Brass Orchid Premium Member almost 6 years ago
And study hard for at least eight weeks in preparation for the chemistry exam.
coltish1 almost 6 years ago
Statue practice.
coltish1 almost 6 years ago
Make sure you get out and vote today. There’s gotta be a slightly-less-objectionable candidate out there.
Huckleberry Hiroshima almost 6 years ago
Somebody’s been to a paroooooole hearing.
Radish the wordsmith almost 6 years ago
I’m stuck in Folsom Prison
And time keeps draggin’ on
But that train keeps a-rollin’
On down to San Antone
Larry Miller Premium Member almost 6 years ago
I wonder if any ? & The Mysterians fans got 96 teardrop tattoos.
waycyber almost 6 years ago
Vladimir the Relentless was nonplussed by the stoicness of his audience, nervously observing every movement of their neckscarves as they chewed on raw tulip bulbs
Meh~tdology, fka Pepelaputr almost 6 years ago
It’s always something when you wait on line at the DMV.
InquireWithin almost 6 years ago
Especially if they’re filled teardrops.
edreajr almost 6 years ago
If I see tattooed tear drops I think “gang banger.”
6turtle9 almost 6 years ago
It’s hard to soar with the Eagles when you rent head space to stool pigeons.
Radish the wordsmith almost 6 years ago
Is this comic a peach or a lemon?
INGSOC almost 6 years ago
It’s a sign of good luck if a bird goes number two on your head..
Sisyphos almost 6 years ago
So, a gangsta hitman, as indicated by his Tattooed Teardrops, one per victim, is about to reinvent himself as a Sit-down Comic, ehh?

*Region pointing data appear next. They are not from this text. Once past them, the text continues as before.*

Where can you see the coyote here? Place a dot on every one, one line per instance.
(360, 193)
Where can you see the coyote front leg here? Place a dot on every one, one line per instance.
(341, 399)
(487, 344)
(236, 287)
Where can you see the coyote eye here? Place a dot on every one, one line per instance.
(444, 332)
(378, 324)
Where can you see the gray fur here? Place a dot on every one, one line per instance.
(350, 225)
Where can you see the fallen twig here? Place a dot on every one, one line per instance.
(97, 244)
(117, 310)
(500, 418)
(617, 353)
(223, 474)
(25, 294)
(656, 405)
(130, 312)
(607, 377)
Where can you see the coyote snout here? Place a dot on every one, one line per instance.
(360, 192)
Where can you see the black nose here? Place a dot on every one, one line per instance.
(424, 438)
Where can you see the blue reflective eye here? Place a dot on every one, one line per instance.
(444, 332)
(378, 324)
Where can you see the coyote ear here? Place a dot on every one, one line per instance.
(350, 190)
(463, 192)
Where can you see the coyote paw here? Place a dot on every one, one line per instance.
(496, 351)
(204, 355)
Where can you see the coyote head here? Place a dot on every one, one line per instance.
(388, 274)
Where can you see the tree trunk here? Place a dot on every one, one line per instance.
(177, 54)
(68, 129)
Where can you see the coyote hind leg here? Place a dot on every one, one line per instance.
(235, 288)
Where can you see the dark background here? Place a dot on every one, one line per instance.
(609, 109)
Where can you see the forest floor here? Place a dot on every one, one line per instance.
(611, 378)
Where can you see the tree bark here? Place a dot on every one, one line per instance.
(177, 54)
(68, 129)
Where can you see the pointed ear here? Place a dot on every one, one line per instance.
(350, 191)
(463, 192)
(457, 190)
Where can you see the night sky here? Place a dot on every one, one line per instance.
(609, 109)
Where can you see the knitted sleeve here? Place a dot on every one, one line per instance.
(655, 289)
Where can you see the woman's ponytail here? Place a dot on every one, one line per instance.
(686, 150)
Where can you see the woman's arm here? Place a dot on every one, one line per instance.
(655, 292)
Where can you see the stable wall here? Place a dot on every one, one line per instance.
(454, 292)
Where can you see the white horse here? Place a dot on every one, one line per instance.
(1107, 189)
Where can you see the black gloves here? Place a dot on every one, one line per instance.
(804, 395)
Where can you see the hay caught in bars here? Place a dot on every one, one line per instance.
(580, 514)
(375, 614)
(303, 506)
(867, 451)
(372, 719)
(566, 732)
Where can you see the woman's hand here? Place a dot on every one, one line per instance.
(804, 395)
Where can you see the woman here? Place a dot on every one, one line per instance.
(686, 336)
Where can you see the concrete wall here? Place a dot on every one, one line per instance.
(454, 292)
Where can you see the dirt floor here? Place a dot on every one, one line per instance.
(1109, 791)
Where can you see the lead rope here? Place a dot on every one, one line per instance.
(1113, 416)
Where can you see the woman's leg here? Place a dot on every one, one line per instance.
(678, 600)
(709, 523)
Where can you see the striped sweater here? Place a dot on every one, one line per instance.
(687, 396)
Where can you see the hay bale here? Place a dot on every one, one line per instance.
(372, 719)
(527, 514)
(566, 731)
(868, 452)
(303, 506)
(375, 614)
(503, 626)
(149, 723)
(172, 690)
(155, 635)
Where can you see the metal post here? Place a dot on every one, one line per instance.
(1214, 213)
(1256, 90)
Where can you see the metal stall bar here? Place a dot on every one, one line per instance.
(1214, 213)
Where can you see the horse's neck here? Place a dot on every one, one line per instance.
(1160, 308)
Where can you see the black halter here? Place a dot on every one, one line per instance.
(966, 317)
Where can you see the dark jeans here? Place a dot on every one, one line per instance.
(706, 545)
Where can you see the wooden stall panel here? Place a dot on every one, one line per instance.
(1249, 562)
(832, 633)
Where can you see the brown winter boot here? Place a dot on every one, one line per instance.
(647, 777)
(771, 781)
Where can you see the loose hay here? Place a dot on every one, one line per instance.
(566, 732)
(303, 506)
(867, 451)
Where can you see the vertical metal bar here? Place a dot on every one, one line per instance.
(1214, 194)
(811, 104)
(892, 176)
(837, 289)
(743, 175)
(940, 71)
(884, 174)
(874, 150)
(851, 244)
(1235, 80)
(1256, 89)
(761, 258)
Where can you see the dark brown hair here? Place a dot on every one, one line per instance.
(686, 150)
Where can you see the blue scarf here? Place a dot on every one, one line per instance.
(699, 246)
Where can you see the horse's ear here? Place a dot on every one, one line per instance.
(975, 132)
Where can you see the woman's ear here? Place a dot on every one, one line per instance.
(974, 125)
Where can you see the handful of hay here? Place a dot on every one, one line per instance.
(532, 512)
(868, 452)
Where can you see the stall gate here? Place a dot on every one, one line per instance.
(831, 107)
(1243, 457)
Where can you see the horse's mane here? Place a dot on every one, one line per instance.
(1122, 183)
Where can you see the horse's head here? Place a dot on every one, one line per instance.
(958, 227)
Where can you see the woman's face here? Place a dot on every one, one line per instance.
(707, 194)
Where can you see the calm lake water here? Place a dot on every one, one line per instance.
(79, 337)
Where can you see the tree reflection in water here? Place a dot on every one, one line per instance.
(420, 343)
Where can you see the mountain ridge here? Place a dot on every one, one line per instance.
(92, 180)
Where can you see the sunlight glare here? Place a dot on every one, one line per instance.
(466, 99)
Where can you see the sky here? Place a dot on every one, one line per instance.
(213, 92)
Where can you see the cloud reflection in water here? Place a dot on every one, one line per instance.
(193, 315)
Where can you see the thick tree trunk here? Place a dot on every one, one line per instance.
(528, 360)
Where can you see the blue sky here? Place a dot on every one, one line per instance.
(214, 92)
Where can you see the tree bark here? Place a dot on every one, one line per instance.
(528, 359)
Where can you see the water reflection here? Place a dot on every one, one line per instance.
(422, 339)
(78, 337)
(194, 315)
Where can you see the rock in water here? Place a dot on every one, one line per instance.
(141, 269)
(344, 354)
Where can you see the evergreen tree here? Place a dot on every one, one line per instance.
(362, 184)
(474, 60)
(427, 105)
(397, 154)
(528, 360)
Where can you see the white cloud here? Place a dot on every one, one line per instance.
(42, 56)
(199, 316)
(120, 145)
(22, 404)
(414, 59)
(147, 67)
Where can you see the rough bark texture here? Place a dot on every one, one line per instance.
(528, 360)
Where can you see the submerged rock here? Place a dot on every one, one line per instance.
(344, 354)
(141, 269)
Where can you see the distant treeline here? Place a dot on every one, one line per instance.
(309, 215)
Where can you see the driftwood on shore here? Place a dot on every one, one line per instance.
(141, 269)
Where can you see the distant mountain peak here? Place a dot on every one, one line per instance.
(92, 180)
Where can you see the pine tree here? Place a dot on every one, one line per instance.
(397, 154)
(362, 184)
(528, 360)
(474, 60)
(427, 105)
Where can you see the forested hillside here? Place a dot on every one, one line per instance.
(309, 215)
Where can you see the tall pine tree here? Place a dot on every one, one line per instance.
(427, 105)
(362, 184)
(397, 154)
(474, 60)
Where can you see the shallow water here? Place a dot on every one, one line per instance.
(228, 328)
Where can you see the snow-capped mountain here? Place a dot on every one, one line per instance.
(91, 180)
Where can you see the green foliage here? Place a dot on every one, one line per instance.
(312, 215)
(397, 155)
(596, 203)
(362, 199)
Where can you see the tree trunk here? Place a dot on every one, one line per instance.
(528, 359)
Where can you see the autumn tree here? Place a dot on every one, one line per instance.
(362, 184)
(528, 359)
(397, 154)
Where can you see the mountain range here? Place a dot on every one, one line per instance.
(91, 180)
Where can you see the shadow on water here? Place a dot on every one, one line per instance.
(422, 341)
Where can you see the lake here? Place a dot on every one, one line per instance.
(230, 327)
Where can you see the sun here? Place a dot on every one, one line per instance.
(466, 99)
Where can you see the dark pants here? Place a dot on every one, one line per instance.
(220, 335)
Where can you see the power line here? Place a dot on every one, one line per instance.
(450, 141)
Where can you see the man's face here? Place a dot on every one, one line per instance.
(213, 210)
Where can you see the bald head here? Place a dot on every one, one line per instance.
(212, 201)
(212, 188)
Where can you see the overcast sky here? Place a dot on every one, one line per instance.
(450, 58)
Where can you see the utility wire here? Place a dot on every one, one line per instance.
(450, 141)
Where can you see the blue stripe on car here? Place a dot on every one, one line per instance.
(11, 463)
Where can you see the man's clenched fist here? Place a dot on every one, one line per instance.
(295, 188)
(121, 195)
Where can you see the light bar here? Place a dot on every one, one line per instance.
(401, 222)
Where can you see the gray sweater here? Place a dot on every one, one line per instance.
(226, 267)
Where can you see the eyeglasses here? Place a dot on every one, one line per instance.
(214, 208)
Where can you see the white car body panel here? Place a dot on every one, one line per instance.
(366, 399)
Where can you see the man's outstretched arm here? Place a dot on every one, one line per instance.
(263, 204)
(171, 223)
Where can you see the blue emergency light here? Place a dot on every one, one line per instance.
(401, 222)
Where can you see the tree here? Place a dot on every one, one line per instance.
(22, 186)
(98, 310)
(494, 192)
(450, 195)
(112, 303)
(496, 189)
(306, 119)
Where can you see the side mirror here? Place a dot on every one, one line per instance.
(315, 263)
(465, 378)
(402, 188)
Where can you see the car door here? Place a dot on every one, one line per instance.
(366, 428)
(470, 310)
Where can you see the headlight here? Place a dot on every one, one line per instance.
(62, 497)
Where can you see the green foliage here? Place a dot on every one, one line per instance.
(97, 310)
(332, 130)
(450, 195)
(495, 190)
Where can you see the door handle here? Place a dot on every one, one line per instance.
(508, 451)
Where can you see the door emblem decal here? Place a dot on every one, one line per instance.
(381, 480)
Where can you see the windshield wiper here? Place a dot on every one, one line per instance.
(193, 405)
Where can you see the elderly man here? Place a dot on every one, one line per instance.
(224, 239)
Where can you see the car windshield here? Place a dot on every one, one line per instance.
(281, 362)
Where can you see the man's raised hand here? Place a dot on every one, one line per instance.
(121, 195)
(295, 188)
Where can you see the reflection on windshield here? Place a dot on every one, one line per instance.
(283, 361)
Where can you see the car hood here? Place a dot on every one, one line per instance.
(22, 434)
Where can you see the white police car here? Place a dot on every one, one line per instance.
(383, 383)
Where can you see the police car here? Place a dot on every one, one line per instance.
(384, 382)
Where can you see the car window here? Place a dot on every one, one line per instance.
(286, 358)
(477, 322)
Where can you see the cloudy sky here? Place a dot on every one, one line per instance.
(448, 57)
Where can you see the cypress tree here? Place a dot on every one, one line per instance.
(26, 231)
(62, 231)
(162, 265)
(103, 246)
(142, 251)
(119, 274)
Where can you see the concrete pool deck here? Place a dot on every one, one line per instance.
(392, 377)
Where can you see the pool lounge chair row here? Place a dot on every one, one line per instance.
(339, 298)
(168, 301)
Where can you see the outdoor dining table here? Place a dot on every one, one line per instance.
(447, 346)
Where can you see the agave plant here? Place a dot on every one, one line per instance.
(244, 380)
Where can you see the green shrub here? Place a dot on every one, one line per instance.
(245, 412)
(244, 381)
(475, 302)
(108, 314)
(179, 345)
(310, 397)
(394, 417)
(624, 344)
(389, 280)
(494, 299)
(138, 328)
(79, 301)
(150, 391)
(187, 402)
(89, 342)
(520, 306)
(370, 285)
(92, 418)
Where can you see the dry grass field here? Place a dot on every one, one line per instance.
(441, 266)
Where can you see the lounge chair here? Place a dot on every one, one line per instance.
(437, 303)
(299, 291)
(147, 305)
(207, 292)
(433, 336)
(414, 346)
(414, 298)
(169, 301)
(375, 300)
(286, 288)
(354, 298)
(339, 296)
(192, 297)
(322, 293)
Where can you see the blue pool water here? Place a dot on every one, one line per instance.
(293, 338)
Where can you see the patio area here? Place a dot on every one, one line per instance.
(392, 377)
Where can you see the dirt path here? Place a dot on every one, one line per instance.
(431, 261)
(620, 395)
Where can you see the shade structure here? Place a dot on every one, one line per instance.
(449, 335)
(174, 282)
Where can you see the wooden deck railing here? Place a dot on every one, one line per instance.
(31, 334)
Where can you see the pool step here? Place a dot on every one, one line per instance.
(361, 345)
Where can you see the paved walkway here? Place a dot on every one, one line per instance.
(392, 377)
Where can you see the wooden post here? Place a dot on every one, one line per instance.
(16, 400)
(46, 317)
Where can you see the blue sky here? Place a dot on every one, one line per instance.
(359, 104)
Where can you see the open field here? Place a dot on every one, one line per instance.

Is this open mike (sic) night at the Seedy Lounge? Who wants to play the part of Audience for this nervous killer?
Could be worse than merely lame….
Night-Gaunt49[Bozo is Boffo] almost 6 years ago
Froglandia has no part of the civilization of the Deep Ones.
Randy B Premium Member almost 6 years ago
And don’t imagine your audience is naked, because there will be that one person who FREAKS YOU OUT.
olivefoote almost 6 years ago
I can’t figure out where one leg ends and another begins.